On February 23, 2019 the AAHC was honored to be a part of the annual Unity in Diversity event. This event seeks to build bridges of communication, support, & understanding among the diverse cultures, nationalities, races, genders. and religions that make up our community. Executive Director, Devin Bathish, taught the audience about the history of the Dabke and then had everyone participate in the Dabke together.

Unity in Diversity Dabke

Arab Film Festivals

The Arab film festivals highlight achievements in film by Arab filmmakers. The 2019 film festival highlighted Arab identity and Arab immigrant experiences. This event was hosted at the Flint Intercultural Center and was organized by Lucine Jarrah. Additional standout events include the 2013 Arab Film Festival which featured the “Lahza Project” that highlighted the experiences of refugee children.

Speaking at Baker College

On March 28, 2019, AAHC Executive Director, Devin Bathish, spoke at Baker College about his family’s story of immigrating to the United States. He also spoke about the diversity of Arab identity in the United States and across the world. Many of the students were amazed at how diverse the Arab world is and how much they learned.

Dabke Workshops

You’re invited to participate in the Arab American Heritage Council’s Dabke Workshop series. Bring your family and friends and come learn to dance Dabke with us.
Wednesdays | 4pm-5pm
Dates in July: 17, 24, 31
Dates in August: 14, 21

Boys and Girls Club

On January 11, 2018, our Executive Director, Devin Bathish, started off the year by hosting an educational event for the Boys & Girls Club of Greater Flint. Devin demonstrated Arab fashion, culture, and language. At the end, everyone participated in an Arabic line dance, the dabke. The children really enjoyed it!

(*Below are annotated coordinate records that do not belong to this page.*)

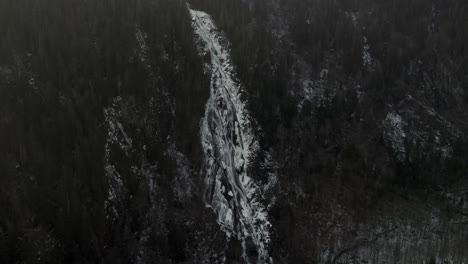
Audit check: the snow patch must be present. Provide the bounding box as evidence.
[190,7,271,263]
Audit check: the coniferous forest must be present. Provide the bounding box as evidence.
[0,0,468,264]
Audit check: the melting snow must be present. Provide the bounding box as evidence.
[190,7,271,263]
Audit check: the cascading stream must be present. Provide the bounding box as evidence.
[190,7,271,263]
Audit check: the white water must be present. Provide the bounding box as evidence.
[190,7,271,263]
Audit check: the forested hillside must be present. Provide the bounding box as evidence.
[0,0,468,264]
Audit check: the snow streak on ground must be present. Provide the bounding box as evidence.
[190,7,271,263]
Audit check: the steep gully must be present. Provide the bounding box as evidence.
[190,7,272,263]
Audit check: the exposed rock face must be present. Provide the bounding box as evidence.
[190,7,271,263]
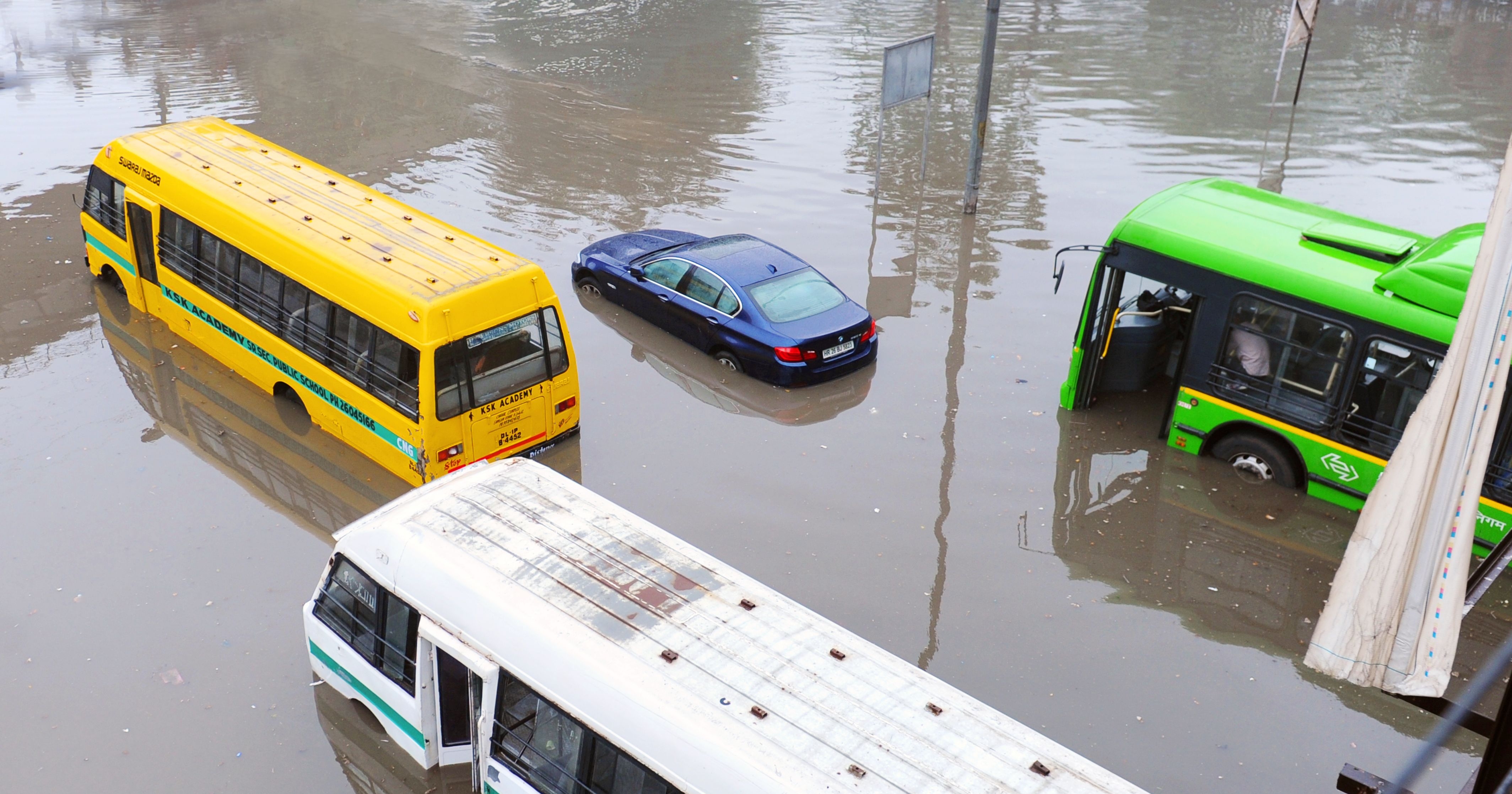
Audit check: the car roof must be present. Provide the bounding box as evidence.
[667,235,809,287]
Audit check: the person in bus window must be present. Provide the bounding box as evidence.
[1228,307,1270,378]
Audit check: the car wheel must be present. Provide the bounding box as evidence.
[714,351,745,372]
[1213,433,1302,488]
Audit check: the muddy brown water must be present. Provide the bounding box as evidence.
[0,0,1512,793]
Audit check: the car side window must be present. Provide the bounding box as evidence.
[646,259,690,289]
[682,266,739,315]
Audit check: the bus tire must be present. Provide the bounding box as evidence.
[1213,431,1302,488]
[274,383,312,436]
[714,349,745,374]
[100,265,125,295]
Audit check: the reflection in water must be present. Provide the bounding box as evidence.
[94,281,582,532]
[314,674,472,794]
[95,283,410,532]
[574,292,877,423]
[1052,387,1507,747]
[919,215,977,670]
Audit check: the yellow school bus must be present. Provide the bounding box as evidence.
[80,118,578,484]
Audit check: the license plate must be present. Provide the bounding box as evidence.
[820,340,856,358]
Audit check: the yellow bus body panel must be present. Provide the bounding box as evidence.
[80,118,578,484]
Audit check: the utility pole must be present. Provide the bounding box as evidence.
[963,0,1001,215]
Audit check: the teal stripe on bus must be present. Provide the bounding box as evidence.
[310,640,425,752]
[85,231,136,275]
[157,284,425,463]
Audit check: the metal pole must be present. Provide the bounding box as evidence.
[963,0,1001,215]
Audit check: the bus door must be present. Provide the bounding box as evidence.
[125,188,157,313]
[1063,263,1123,410]
[419,617,499,791]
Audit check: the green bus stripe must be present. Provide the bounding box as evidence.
[310,640,425,752]
[85,231,136,275]
[157,284,425,463]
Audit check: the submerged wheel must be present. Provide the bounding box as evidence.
[714,351,745,372]
[274,383,313,436]
[100,265,125,295]
[1213,433,1302,488]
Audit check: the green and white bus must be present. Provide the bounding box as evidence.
[1057,178,1512,549]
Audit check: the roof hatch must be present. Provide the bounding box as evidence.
[1302,221,1418,265]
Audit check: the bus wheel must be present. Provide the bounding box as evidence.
[100,265,125,295]
[274,383,312,436]
[1213,433,1299,488]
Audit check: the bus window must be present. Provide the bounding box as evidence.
[314,557,420,694]
[541,306,567,377]
[1210,295,1353,425]
[491,671,677,794]
[1341,339,1440,458]
[85,165,125,241]
[436,309,553,419]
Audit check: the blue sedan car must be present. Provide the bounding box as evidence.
[572,229,877,386]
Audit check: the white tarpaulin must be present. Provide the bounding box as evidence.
[1306,142,1512,696]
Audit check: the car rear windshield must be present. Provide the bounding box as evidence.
[747,268,845,322]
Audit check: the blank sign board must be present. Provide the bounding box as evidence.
[881,33,934,107]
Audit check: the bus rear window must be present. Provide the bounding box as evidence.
[436,307,567,419]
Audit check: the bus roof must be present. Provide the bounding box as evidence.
[1108,178,1485,345]
[336,458,1140,794]
[119,117,538,302]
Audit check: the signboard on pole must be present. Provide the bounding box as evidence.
[881,33,934,109]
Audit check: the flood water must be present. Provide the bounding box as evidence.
[0,0,1512,794]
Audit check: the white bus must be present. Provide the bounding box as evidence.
[304,458,1139,794]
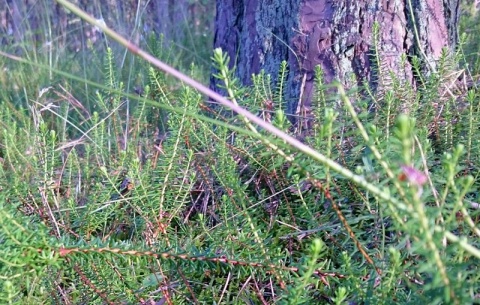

Boys & Girls Club of Greater Flint

Taste of Culture

On May 11, 2019, the AAHC participated in the “Taste of Culture” event organized by Communities First. The event was held at the Flint Masonic temple where 250 people attended. Executive Director, Devin Bathish, set up a table where he showcased his Palestinian heritage. He invited attendees to try on a Keffiyeh, as well as learn how to write their names in Arabic.